This Retro Dessert Was Once Known As 'Chocolate Mayonnaise'
And it's making a comeback in American kitchens.
Caitlin Bensel; Food Stylist: Torie Cox
What's old is somehow always new again at some point. Whether fashion, food, or furniture. Ikea recently relaunched selected retro designs from the 1950s to 1980s, and the food world is similarly reviving retro recipes. Baked Alaskas and black forest cake are back on restaurant menus, and we’ve noticed yet another vintage dessert making the rounds—both in home kitchens and professional ones. Hint: It’s a French staple that, while not too complicated to make, does require some finesse…
Chocolate mousse is back, and when served in vintage glassware with a soft swoop of freshly whipped cream, it’s easy to sink into the Mad Men vibes of it all, and understand why we still love this dessert.
Although chocolate mousse dates back to the late 1800s, it rose to popularity in the United States in mid-20th century, around 1950, when a best-selling Betty Crocker cookbook published a recipe for chocolate mousse made with canned chocolate syrup.

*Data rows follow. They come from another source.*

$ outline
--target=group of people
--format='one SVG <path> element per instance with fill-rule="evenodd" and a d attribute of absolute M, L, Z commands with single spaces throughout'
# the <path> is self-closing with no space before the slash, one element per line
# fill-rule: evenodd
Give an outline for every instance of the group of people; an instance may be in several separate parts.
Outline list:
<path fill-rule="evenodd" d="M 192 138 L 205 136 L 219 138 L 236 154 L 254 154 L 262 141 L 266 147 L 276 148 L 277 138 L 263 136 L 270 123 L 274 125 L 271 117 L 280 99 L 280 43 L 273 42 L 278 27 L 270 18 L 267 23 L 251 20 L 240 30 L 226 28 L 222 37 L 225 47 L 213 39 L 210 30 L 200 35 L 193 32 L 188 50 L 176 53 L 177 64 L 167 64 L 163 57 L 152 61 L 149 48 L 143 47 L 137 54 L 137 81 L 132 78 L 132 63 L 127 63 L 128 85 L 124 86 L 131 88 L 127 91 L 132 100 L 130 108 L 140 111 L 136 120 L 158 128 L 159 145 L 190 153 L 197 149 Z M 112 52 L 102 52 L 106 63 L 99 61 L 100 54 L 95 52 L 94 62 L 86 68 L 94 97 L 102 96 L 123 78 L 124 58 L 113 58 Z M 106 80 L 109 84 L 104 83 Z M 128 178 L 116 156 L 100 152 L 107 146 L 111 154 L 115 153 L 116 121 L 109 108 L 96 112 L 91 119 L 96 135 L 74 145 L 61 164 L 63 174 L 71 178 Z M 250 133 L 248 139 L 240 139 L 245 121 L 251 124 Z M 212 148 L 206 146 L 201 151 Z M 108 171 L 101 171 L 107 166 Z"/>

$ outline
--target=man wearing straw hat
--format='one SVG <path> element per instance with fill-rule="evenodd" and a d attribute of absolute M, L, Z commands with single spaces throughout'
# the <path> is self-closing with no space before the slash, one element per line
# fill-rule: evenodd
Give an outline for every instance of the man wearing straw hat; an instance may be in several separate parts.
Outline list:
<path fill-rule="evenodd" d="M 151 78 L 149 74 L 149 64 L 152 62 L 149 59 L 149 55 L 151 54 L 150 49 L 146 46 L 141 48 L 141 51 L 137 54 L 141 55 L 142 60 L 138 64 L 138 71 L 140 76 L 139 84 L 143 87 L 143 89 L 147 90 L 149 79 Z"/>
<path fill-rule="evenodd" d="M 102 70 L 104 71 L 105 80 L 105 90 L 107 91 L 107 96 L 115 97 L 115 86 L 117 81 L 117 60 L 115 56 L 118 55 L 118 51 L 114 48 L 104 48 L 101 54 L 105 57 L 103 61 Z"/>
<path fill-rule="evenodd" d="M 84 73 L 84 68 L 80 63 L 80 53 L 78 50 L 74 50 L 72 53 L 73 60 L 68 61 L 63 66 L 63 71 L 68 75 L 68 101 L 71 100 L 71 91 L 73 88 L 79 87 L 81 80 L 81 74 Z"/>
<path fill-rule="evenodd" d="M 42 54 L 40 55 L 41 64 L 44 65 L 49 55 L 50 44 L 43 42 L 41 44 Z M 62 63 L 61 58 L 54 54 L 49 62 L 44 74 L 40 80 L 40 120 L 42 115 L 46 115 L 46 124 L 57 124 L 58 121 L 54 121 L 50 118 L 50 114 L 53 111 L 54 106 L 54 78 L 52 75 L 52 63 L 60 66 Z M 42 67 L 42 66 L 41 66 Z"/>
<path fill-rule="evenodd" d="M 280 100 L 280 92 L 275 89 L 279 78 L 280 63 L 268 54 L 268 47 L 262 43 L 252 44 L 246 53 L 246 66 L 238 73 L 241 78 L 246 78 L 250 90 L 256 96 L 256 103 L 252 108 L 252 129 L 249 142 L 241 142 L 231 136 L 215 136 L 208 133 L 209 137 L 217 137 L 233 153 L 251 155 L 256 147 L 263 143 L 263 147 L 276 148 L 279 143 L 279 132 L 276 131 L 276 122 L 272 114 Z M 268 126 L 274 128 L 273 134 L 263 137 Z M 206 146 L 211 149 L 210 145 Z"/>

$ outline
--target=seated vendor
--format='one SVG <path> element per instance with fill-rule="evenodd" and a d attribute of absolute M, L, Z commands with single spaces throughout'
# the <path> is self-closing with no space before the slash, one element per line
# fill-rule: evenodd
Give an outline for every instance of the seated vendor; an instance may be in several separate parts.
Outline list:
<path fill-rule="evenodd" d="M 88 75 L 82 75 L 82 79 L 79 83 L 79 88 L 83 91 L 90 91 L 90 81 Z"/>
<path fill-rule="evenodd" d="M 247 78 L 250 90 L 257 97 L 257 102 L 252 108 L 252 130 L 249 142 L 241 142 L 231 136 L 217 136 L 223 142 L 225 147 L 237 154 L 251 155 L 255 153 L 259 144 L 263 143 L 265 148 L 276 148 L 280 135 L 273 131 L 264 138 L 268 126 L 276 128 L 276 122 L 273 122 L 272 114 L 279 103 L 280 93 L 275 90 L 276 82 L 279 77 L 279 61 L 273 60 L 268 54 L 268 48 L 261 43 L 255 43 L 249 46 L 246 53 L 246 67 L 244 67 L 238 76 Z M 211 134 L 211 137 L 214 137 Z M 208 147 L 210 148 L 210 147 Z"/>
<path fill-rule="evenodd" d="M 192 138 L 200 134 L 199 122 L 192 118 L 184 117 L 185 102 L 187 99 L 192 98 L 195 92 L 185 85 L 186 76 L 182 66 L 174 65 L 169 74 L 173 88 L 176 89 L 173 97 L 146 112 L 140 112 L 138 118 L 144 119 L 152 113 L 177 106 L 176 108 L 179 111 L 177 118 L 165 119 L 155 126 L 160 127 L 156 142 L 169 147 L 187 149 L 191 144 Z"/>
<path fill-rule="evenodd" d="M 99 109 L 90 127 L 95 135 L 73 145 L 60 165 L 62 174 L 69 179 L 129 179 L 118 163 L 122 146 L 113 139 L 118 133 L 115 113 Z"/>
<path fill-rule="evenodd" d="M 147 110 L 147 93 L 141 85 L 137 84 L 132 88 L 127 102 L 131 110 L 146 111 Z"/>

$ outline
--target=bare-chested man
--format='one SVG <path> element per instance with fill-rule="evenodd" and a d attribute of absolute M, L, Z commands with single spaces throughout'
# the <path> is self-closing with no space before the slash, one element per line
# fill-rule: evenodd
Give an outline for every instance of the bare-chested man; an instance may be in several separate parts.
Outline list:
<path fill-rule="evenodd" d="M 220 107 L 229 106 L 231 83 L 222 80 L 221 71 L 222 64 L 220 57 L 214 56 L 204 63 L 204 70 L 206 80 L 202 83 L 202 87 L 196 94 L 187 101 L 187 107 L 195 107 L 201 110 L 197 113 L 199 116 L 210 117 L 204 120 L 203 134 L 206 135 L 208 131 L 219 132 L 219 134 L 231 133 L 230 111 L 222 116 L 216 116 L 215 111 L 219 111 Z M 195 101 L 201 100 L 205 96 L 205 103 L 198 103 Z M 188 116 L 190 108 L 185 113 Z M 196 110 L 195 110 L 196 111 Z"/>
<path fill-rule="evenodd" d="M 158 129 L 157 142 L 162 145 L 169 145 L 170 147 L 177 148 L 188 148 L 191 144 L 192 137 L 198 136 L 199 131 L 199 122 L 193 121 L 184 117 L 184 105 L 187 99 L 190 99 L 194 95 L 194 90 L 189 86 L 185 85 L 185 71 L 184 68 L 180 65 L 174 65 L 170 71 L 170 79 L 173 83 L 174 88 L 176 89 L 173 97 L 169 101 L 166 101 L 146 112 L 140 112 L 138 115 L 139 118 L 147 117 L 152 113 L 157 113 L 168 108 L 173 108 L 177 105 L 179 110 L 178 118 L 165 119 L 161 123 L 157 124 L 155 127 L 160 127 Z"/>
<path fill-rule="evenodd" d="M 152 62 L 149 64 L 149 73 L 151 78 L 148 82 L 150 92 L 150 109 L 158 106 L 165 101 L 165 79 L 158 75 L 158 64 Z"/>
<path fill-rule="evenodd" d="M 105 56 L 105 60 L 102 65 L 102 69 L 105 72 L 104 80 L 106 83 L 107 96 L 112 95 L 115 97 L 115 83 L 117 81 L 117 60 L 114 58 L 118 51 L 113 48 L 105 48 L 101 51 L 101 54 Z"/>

Later, in 1961, Julia Child published Mastering the Art of French Cooking, which included her more traditional French rendition of the dessert—i.e. no syrup. (Here she is demonstrating the technique. It’s a fun watch.) In the wake of that book and her popular cooking show, classic French dishes made in her signature and approachable style, including mousse, took off stateside.
Once a stylish staple of bistros and dinner parties alike well into the 70s, chocolate mousse then slowly went out of fashion. Was it the raw egg whites? (If you’re worried about consuming them uncooked in the mixture, there’s always pasteurized whites.) Perhaps the low-fat diet culture of the 80s, and subsequently the 90s low-carb diet boom made the rich, indulgent dessert passé toward the end of the century. No matter why it disappeared, we’re glad it’s back.
Chocolate mousse was initially called "mayonnaise de chocolat." Although the dessert feels like the kind of effortlessly fancy thing to come from a storied French chef or restaurant, it was actually created in the late 19th century by the famous French painter Henri Toulouse-Lautrec.
Caitlin Bensel; Food Stylist: Torie Cox
Unlike Julia, we skip the egg yolks, which she whips by hand until pale and thickened before cooking them on a bain marie. We also ditch the strong-brewed coffee for instant espresso powder and we don't use butter—this is a preference, not a calorie saver, as we fold in plenty of whipped cream.
As with any chocolate mousse, we suggest using good chocolate, it’s the star of the show. Semisweet and bittersweet are preferable, as both help keep the dessert from becoming too sweet. A good dollop of whipped cream on top is also highly encouraged. A finishing flurry of chocolate shavings is always nice, but a sprinkle of flaky salt over top is also welcomed.